Манкас и Кенес сидели рядом. Беркутчи держался с достоинством, не вмешивался в спор, а вставлял одно-два слова в самый, как ему казалось, необходимый момент. Земляки выслушивали его с вежливым вниманием и продолжали потом рассказ точно с прерванного места и с прежней интонацией, так, как будто Манкас ничего и не говорил. Сперва я подумал, что они не считаются с его присутствием, не любят его, что они все объединились против последнего беркутчи. И потому в их словах мне почудилась какая-то недоброжелательность. Но затем я увидел, что они и о случившемся с ними самими в далеком прошлом повествуют без огорчения и без радости. «Вот это дело!» — думал я, поглядывая на неподвижные лица стариков и каждый раз возвращаясь к Кенесу, лицо которого меняло выражение при каждом слове, даже при каждом нечаянном вздохе кого-нибудь из рассказчиков. Мне казалось, что он единственный живой человек, тот самый единственный, который всегда на виду у всех, вернее, все видят, что он живет — стремительно, ясно, постоянно…

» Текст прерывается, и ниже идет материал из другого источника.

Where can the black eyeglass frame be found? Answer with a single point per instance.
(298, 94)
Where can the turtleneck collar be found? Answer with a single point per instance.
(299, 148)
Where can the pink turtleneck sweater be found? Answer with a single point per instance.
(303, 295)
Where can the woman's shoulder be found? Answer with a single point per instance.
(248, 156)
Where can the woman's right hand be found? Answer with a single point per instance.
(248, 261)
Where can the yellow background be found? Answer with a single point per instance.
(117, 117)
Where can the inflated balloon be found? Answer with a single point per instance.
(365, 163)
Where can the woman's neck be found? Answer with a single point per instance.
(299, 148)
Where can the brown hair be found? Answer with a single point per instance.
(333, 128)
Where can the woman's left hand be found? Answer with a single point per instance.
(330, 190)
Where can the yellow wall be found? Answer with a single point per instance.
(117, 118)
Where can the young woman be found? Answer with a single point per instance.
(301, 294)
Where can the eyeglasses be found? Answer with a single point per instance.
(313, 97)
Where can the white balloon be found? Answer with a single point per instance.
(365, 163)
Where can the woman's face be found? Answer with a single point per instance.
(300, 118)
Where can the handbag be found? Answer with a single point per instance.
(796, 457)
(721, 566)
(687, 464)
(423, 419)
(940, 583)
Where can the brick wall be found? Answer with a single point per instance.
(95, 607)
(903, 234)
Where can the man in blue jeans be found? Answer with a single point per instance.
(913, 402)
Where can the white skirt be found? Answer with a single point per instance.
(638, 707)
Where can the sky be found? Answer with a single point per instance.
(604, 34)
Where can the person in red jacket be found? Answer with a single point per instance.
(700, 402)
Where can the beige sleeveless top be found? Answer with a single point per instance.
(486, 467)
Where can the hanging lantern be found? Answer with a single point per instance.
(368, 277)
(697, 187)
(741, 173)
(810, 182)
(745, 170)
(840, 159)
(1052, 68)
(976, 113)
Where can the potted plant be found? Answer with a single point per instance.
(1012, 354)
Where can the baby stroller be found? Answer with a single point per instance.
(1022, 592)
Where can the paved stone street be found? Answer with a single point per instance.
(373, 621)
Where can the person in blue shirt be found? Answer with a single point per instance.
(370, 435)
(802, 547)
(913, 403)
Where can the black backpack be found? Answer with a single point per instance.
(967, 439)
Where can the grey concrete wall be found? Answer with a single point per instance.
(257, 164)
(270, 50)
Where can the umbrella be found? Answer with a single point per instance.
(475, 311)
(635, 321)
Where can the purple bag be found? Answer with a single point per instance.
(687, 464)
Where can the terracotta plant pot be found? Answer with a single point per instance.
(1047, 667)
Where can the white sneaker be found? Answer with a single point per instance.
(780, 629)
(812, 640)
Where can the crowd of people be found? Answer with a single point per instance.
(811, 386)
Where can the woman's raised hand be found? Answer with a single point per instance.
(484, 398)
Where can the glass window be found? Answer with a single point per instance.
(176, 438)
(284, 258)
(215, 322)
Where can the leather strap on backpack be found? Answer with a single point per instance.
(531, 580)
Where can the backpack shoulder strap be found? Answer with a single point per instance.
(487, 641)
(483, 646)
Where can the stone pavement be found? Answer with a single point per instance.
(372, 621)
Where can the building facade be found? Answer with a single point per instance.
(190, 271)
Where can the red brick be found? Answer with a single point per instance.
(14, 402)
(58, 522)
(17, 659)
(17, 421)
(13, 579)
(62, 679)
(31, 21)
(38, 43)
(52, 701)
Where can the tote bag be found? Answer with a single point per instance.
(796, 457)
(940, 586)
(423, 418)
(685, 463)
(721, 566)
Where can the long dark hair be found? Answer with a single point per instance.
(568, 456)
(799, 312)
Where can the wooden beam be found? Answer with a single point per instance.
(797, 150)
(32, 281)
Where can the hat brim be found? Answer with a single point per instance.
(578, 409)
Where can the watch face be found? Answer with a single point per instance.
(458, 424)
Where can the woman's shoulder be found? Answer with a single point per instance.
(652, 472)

Беседовали до утра, как всегда бывает в ауле, когда приезжает новый человек. Сбиваясь иногда на другие рассказы, но неизменно возвращаясь к главному: к истории своего аула. Но еще грустней мне стало, когда я снова вернулся к своим записям. Ибо каждый раз, стоило только взяться за ручку, мне представлялось, что кто-то, прочтя эту быль, непременно съязвит: «И я там был, мед-пиво пил…» Но это — правда! Правда о том, как упрямые и терпеливые люди убивали в себе дух беркутчи.
Мальчик лет семи, обливаясь потом, раздувал горн. Усталость сквозила в его движениях, но он крепился и, плотно сжав пухлые губы, прыгал и прыгал на кузнечном меху. Сверстников в ауле хватало, в сорока четырех юртах насчитывалось больше ста ребят, стоило кузнецу кликнуть, как их набежало бы с десяток. Но юный крепыш, видно, не желал сдаваться, а кузнец, рослый, широкоплечий парень лет двадцати трех, словно решил довести подмастерья до полного изнеможения. Усмехаясь в короткие черные усы, он клал в огонь все новые полосы стали, взамен тех, которые вытаскивал длинными клещами.
Кузнец ковал сабли. Длиннорукий и длинноногий, в кожаном фартуке, затянутом сбоку кожаным шнурком, он неутомимо бил молотом по стали, утончая и плавно изгибая ее. Лицо парня, тонкое, с резкими чертами и багровым шрамом поперек лба, похожим на след от неловкого удара саблей, блестело от пота и сажи.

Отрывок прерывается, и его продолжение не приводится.